Писательница снова задумывается. На лице та же улыбка, обращенная в прошлое, к людям, которых давно уже нет, к словам, которые давно отзвучали и живут только в ее памяти.

- Это… трудно сказать… как родится роман… Разве знаешь… если бы кто-нибудь мог объяснить… Удивительные люди, масса впечатлений… юный ум… Нет, не то.

Потом лицо ее обращается туда, где висит картина, к средневековому юноше в черном берете, со скорбной складкой волевых губ. Она долго смотрит на него.

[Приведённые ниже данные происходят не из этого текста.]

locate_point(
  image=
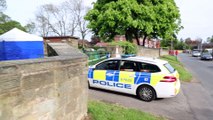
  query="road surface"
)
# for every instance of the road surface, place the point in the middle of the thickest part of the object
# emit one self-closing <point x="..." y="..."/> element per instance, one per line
<point x="194" y="102"/>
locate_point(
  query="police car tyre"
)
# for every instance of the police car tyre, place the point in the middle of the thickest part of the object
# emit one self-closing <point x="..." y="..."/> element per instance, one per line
<point x="146" y="93"/>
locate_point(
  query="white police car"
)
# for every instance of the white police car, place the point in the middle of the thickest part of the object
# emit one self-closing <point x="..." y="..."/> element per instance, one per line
<point x="148" y="78"/>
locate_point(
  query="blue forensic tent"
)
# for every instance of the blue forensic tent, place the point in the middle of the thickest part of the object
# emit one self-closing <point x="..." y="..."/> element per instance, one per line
<point x="16" y="44"/>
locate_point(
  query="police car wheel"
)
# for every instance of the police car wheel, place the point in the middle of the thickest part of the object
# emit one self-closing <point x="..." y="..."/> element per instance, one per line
<point x="146" y="93"/>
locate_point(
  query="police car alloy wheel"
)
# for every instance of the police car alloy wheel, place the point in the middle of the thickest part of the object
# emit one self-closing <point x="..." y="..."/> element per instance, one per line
<point x="146" y="93"/>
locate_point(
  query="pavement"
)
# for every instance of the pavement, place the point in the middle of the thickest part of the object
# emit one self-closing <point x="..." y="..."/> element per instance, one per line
<point x="193" y="102"/>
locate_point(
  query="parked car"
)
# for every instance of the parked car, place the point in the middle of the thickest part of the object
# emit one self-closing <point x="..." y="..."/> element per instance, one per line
<point x="196" y="54"/>
<point x="148" y="78"/>
<point x="206" y="56"/>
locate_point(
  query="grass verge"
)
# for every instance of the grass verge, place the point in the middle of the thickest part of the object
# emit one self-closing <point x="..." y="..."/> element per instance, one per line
<point x="184" y="74"/>
<point x="105" y="111"/>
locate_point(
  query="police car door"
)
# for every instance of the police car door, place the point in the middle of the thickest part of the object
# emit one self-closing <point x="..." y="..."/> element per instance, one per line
<point x="131" y="76"/>
<point x="105" y="75"/>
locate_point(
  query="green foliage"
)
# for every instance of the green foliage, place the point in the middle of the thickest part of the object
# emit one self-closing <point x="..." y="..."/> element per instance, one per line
<point x="184" y="74"/>
<point x="104" y="111"/>
<point x="3" y="5"/>
<point x="134" y="18"/>
<point x="178" y="45"/>
<point x="128" y="48"/>
<point x="7" y="24"/>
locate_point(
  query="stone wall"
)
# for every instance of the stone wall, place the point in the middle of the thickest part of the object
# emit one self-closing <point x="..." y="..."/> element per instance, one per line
<point x="151" y="52"/>
<point x="54" y="88"/>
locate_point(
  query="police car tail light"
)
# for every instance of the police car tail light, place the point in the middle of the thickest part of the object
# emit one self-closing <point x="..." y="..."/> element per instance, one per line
<point x="169" y="79"/>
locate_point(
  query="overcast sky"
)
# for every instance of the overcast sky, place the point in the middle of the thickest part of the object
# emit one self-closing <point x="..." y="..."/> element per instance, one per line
<point x="196" y="15"/>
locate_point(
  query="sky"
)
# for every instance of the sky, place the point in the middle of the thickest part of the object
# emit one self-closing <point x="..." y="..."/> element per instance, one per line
<point x="196" y="15"/>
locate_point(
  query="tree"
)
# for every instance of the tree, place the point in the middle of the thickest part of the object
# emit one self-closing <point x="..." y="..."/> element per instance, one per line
<point x="6" y="23"/>
<point x="78" y="10"/>
<point x="3" y="5"/>
<point x="30" y="27"/>
<point x="63" y="19"/>
<point x="210" y="39"/>
<point x="52" y="19"/>
<point x="134" y="18"/>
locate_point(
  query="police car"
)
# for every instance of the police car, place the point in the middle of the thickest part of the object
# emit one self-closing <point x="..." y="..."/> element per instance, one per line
<point x="148" y="78"/>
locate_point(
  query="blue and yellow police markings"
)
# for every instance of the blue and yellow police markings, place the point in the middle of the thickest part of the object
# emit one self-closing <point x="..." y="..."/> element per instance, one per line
<point x="99" y="74"/>
<point x="142" y="77"/>
<point x="90" y="73"/>
<point x="120" y="79"/>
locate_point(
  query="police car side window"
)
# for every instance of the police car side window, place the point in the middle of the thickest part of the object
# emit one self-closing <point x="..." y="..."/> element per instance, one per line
<point x="146" y="67"/>
<point x="108" y="65"/>
<point x="129" y="66"/>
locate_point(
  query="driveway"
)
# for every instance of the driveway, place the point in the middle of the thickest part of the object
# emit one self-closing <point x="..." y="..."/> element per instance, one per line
<point x="192" y="103"/>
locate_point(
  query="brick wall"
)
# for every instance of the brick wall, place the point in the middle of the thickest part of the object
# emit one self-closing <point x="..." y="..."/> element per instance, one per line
<point x="53" y="88"/>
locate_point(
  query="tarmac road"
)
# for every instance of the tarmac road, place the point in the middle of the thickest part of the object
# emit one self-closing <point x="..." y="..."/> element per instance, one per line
<point x="192" y="103"/>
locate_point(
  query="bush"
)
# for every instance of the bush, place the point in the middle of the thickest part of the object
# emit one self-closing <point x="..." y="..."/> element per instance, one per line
<point x="128" y="48"/>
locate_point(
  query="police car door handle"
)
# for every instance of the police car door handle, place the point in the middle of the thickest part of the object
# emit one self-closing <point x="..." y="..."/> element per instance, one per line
<point x="132" y="76"/>
<point x="109" y="74"/>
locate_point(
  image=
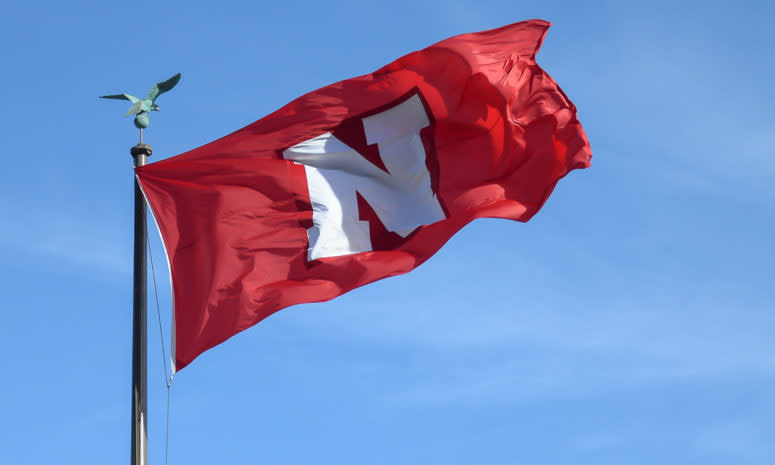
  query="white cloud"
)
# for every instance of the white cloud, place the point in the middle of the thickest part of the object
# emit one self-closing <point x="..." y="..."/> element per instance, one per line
<point x="80" y="241"/>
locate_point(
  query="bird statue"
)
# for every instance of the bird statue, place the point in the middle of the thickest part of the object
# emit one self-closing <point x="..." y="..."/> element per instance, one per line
<point x="143" y="108"/>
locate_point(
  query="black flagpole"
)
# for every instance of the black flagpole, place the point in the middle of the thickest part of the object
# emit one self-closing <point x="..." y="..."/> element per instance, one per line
<point x="140" y="153"/>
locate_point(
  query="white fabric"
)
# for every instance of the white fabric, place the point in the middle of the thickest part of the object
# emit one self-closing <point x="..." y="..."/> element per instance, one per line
<point x="403" y="198"/>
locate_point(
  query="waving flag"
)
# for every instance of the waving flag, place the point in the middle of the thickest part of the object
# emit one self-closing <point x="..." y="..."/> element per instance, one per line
<point x="360" y="180"/>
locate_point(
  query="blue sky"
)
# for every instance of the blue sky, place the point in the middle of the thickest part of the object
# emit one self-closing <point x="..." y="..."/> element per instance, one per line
<point x="629" y="322"/>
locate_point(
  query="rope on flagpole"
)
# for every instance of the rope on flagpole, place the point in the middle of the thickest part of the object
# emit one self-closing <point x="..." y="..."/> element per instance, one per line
<point x="167" y="377"/>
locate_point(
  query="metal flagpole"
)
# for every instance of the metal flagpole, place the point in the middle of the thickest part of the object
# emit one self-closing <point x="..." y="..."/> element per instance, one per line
<point x="140" y="153"/>
<point x="142" y="109"/>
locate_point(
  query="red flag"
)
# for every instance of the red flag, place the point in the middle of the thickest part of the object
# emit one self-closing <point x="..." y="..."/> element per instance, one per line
<point x="360" y="180"/>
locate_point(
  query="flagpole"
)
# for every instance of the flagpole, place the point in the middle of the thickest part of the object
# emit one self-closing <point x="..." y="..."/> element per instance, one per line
<point x="140" y="153"/>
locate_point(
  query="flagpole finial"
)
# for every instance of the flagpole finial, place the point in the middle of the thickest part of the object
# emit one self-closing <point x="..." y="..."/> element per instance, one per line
<point x="141" y="149"/>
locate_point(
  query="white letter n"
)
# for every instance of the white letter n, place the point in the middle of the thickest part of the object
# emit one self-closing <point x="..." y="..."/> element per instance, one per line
<point x="402" y="197"/>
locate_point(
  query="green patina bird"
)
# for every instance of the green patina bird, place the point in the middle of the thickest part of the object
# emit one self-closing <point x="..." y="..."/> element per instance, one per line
<point x="143" y="107"/>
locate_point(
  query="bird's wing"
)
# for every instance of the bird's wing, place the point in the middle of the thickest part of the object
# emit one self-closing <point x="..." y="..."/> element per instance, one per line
<point x="131" y="98"/>
<point x="135" y="108"/>
<point x="162" y="87"/>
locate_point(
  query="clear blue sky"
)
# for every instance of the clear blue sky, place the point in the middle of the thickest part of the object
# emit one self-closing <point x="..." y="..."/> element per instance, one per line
<point x="630" y="322"/>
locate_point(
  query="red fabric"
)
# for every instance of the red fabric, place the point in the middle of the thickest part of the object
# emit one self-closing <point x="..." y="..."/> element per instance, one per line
<point x="233" y="213"/>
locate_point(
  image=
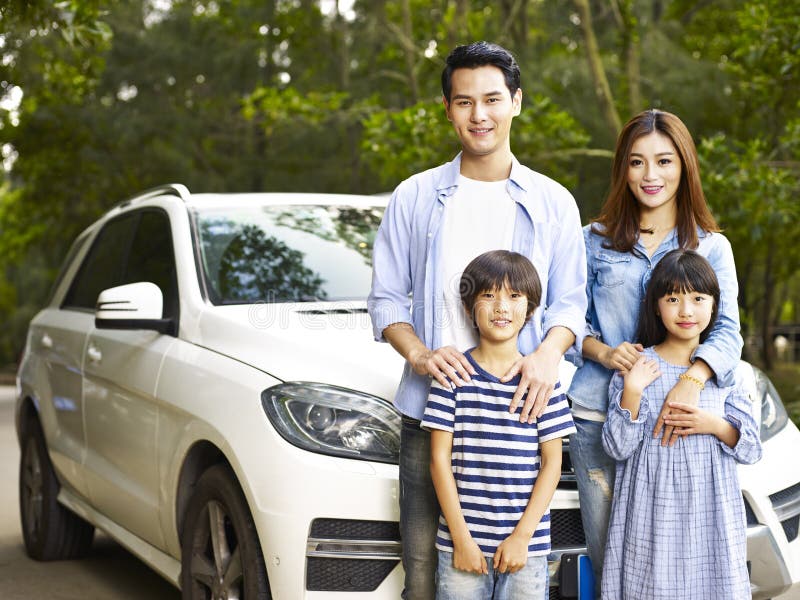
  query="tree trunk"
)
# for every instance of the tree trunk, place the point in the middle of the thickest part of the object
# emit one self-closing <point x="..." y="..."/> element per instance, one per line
<point x="601" y="87"/>
<point x="768" y="353"/>
<point x="409" y="51"/>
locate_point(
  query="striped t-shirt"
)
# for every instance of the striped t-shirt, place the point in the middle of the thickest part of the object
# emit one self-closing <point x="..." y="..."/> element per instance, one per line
<point x="495" y="458"/>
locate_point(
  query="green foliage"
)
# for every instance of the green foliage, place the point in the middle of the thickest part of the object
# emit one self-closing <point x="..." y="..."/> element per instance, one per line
<point x="247" y="95"/>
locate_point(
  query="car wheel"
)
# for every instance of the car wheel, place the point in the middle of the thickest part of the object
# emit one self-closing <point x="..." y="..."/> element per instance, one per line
<point x="221" y="555"/>
<point x="50" y="531"/>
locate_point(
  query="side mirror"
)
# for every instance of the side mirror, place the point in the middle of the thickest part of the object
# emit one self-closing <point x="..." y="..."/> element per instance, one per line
<point x="132" y="306"/>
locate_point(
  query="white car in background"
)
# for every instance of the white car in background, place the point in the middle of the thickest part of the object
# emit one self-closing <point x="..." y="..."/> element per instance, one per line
<point x="203" y="386"/>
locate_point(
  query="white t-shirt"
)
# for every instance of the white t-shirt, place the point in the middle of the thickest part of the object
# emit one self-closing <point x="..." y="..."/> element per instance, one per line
<point x="479" y="217"/>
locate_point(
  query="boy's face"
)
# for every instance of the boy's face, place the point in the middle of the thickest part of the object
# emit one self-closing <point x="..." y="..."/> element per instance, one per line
<point x="500" y="314"/>
<point x="481" y="109"/>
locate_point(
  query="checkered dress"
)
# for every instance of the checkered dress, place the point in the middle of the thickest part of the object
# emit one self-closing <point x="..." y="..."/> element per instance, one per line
<point x="678" y="526"/>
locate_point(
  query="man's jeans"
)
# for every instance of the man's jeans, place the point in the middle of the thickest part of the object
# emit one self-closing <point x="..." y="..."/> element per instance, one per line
<point x="419" y="512"/>
<point x="595" y="472"/>
<point x="532" y="582"/>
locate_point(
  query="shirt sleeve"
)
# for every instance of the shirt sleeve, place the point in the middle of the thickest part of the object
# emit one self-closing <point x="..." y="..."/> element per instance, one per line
<point x="556" y="420"/>
<point x="738" y="412"/>
<point x="622" y="435"/>
<point x="575" y="354"/>
<point x="440" y="410"/>
<point x="389" y="299"/>
<point x="566" y="288"/>
<point x="723" y="347"/>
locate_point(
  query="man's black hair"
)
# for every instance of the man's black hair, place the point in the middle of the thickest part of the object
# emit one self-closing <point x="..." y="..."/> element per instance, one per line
<point x="480" y="54"/>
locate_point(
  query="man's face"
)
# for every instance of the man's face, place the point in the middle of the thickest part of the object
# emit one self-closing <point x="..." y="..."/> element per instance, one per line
<point x="481" y="109"/>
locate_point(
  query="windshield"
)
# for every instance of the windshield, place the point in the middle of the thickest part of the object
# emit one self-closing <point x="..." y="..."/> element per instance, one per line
<point x="286" y="253"/>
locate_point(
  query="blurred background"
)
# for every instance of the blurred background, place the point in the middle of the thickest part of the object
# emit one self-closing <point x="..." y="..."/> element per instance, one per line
<point x="100" y="100"/>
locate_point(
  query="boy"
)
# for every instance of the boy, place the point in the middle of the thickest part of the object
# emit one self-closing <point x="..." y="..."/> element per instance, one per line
<point x="494" y="475"/>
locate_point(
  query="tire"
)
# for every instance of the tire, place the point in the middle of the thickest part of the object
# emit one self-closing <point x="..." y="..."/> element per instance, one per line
<point x="229" y="565"/>
<point x="50" y="530"/>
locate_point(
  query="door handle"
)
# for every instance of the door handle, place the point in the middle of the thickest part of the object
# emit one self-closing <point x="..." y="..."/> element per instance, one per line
<point x="94" y="354"/>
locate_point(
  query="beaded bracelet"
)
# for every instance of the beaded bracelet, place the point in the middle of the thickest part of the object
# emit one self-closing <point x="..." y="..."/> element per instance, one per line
<point x="694" y="380"/>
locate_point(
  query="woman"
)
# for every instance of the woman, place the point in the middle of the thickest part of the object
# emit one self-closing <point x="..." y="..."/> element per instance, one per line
<point x="655" y="204"/>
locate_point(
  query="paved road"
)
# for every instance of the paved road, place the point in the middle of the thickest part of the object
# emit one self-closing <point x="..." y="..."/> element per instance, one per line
<point x="109" y="573"/>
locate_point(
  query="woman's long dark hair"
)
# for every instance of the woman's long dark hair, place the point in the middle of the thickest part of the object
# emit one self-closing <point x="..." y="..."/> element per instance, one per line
<point x="680" y="271"/>
<point x="618" y="221"/>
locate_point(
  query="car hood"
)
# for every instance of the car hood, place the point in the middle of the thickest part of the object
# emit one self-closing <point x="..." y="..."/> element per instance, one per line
<point x="320" y="342"/>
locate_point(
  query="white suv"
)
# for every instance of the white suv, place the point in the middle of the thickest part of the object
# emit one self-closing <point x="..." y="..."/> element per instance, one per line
<point x="203" y="386"/>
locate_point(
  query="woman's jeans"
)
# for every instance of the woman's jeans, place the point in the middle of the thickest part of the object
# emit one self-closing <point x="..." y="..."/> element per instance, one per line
<point x="595" y="472"/>
<point x="532" y="582"/>
<point x="419" y="512"/>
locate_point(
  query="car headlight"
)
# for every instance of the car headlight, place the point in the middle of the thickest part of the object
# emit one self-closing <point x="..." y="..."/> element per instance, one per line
<point x="773" y="413"/>
<point x="335" y="421"/>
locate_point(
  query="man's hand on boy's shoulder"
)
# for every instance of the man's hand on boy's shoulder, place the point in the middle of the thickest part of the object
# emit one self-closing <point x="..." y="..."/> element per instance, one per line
<point x="538" y="376"/>
<point x="444" y="364"/>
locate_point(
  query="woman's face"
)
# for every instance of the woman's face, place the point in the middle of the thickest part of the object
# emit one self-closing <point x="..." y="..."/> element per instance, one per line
<point x="654" y="172"/>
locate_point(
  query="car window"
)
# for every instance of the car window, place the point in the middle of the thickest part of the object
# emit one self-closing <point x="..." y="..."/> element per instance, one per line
<point x="286" y="253"/>
<point x="134" y="247"/>
<point x="152" y="258"/>
<point x="103" y="266"/>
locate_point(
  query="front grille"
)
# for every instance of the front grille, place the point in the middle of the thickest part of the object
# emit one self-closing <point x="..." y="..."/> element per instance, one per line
<point x="353" y="529"/>
<point x="790" y="527"/>
<point x="785" y="496"/>
<point x="786" y="504"/>
<point x="748" y="511"/>
<point x="567" y="481"/>
<point x="346" y="575"/>
<point x="333" y="563"/>
<point x="566" y="528"/>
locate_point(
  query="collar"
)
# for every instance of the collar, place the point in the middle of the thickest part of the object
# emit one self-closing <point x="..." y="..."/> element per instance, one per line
<point x="449" y="180"/>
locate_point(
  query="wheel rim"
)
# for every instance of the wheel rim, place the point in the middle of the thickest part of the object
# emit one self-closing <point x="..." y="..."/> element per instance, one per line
<point x="32" y="493"/>
<point x="216" y="565"/>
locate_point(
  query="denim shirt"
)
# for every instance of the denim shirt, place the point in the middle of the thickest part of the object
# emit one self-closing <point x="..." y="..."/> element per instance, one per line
<point x="615" y="289"/>
<point x="407" y="281"/>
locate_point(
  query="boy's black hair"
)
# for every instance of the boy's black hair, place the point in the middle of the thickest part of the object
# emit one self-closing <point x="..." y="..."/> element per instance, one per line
<point x="680" y="271"/>
<point x="498" y="268"/>
<point x="479" y="54"/>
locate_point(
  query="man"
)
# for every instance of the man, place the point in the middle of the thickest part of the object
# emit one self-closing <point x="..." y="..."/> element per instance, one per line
<point x="436" y="222"/>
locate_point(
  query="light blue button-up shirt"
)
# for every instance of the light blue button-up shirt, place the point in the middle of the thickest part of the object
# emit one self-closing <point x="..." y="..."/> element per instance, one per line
<point x="407" y="282"/>
<point x="615" y="287"/>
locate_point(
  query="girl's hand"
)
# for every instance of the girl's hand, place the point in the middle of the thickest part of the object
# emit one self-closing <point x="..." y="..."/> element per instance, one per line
<point x="642" y="373"/>
<point x="468" y="557"/>
<point x="691" y="419"/>
<point x="682" y="394"/>
<point x="622" y="357"/>
<point x="512" y="554"/>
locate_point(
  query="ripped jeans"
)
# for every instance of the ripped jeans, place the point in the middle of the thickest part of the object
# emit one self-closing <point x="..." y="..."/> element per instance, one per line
<point x="595" y="471"/>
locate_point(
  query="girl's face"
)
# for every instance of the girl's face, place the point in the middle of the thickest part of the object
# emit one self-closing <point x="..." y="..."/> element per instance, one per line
<point x="500" y="314"/>
<point x="654" y="172"/>
<point x="685" y="315"/>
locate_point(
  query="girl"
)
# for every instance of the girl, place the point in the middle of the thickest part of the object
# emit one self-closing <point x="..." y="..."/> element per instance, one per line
<point x="655" y="204"/>
<point x="677" y="527"/>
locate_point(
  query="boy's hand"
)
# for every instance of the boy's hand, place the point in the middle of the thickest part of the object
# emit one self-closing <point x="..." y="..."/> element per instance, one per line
<point x="512" y="554"/>
<point x="468" y="557"/>
<point x="642" y="373"/>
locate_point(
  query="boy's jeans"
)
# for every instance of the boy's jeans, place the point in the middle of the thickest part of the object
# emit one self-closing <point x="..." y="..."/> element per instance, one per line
<point x="595" y="471"/>
<point x="532" y="582"/>
<point x="419" y="512"/>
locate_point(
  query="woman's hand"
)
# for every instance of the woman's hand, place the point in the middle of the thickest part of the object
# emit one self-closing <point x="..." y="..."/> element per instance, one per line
<point x="620" y="358"/>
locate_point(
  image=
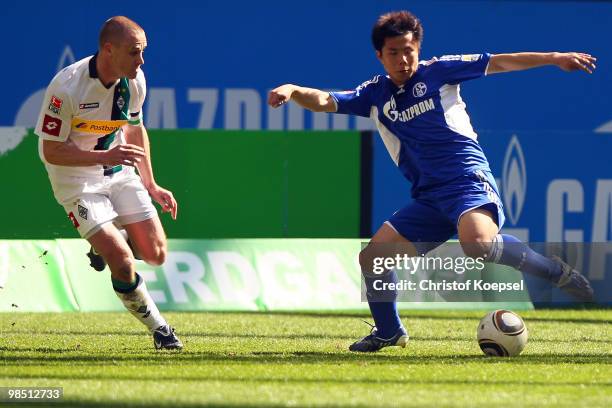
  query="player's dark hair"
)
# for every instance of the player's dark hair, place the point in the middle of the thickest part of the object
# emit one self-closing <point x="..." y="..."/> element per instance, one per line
<point x="115" y="29"/>
<point x="394" y="24"/>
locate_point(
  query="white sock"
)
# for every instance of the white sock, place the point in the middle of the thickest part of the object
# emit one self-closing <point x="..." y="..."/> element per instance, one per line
<point x="141" y="305"/>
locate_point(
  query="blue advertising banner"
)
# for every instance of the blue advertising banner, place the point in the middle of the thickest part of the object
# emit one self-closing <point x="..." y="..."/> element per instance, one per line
<point x="210" y="64"/>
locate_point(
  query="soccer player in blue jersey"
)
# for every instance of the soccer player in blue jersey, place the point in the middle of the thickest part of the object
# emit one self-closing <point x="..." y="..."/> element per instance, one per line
<point x="422" y="119"/>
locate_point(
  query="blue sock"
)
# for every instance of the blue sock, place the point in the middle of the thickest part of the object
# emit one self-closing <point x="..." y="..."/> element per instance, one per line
<point x="383" y="306"/>
<point x="509" y="250"/>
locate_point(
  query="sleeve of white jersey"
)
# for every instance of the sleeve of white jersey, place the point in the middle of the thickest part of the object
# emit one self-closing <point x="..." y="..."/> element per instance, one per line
<point x="136" y="107"/>
<point x="55" y="117"/>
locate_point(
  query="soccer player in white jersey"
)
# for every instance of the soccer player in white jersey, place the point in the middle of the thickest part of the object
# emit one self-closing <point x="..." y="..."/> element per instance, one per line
<point x="91" y="140"/>
<point x="422" y="119"/>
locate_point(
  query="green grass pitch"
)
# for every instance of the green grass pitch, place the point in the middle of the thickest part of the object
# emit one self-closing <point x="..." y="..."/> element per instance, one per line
<point x="261" y="359"/>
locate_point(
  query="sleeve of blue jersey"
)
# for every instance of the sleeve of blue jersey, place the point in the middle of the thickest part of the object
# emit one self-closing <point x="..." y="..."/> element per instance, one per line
<point x="454" y="69"/>
<point x="356" y="102"/>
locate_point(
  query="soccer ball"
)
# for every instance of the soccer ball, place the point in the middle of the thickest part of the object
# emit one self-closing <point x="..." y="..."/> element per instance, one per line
<point x="502" y="333"/>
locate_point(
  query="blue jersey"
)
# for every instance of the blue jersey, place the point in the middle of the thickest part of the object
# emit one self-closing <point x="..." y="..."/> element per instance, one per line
<point x="423" y="123"/>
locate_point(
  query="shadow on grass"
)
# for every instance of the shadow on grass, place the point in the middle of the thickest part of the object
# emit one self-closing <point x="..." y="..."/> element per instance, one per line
<point x="362" y="379"/>
<point x="432" y="315"/>
<point x="297" y="357"/>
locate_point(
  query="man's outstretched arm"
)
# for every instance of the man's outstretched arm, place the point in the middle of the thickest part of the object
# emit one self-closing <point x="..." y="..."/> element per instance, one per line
<point x="309" y="98"/>
<point x="567" y="61"/>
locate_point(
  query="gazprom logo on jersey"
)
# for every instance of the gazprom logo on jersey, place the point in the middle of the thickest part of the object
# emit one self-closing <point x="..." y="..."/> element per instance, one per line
<point x="391" y="112"/>
<point x="514" y="180"/>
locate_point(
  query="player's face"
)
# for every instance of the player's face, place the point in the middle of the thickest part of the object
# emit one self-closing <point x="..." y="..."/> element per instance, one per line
<point x="128" y="55"/>
<point x="400" y="57"/>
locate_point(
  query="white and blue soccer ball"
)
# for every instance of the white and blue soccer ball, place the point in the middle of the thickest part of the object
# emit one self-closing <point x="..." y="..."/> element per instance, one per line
<point x="502" y="333"/>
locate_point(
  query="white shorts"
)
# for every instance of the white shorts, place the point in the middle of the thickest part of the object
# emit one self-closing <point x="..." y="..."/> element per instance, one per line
<point x="92" y="202"/>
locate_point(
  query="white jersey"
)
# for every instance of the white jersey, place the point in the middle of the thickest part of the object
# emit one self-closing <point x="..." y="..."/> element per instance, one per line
<point x="79" y="109"/>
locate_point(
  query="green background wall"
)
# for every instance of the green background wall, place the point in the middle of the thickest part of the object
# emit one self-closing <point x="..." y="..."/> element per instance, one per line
<point x="228" y="185"/>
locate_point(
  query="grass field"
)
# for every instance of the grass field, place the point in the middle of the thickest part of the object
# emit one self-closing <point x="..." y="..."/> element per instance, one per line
<point x="242" y="359"/>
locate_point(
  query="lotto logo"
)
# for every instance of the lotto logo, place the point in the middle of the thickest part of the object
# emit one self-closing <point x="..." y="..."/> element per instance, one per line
<point x="74" y="220"/>
<point x="55" y="105"/>
<point x="51" y="125"/>
<point x="57" y="102"/>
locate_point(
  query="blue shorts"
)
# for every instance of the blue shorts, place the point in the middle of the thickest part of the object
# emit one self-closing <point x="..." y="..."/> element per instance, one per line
<point x="434" y="215"/>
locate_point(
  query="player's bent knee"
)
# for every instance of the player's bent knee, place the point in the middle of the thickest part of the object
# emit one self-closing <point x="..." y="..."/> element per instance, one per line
<point x="122" y="268"/>
<point x="477" y="247"/>
<point x="157" y="256"/>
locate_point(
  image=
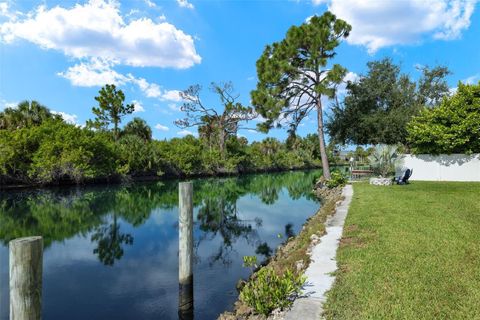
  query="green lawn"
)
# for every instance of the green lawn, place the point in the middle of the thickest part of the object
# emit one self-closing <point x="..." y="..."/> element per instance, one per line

- Девушкой была в Париже… ходила по галерее Лувра… и вот портрет итальянского художника Франчабиджо… Шестнадцатый век… Он сразу понравился… Купила репродукцию, повесила над кроватью. Видите, висит… Больше семидесяти лет… Смотрите: лицо мужественное и печальное… Это Артур… Когда писала, смотрела на него… А так очень трудно… сказать, как рождается образ…

Наступает пауза. Мы сидим тише воды ниже травы. Ждем, пока собеседница отдохнет, соберется с мыслями.

Узнаем новые подробности ее биографии. Дочь крупного английского математика Джорджа Буля, племянница знаменитого полковника Эвереста, ученого-путешественника, открывателя Гималаев. Воспитанница берлинской консерватории, которую окончила одновременно со славянским отделением университета. Она по велению сердца бросила дом и устремилась в Россию, где революционная молодежь после разгрома "Народной воли" снова пыталась сколачивать свои силы. Она ехала в далекую, неизвестную страну не как дочь знатного англичанина, а как скромная гувернантка, таящая желание связать судьбу с русской революционной молодежью. В Петербурге, поступив на службу в семью влиятельного генерала, сблизилась со студенткой-медичкой, женой народовольца, вошла в кружок русской революционной молодежи и с упоением проводила свободное время в их убогой квартирке где-то на петербургской окраине.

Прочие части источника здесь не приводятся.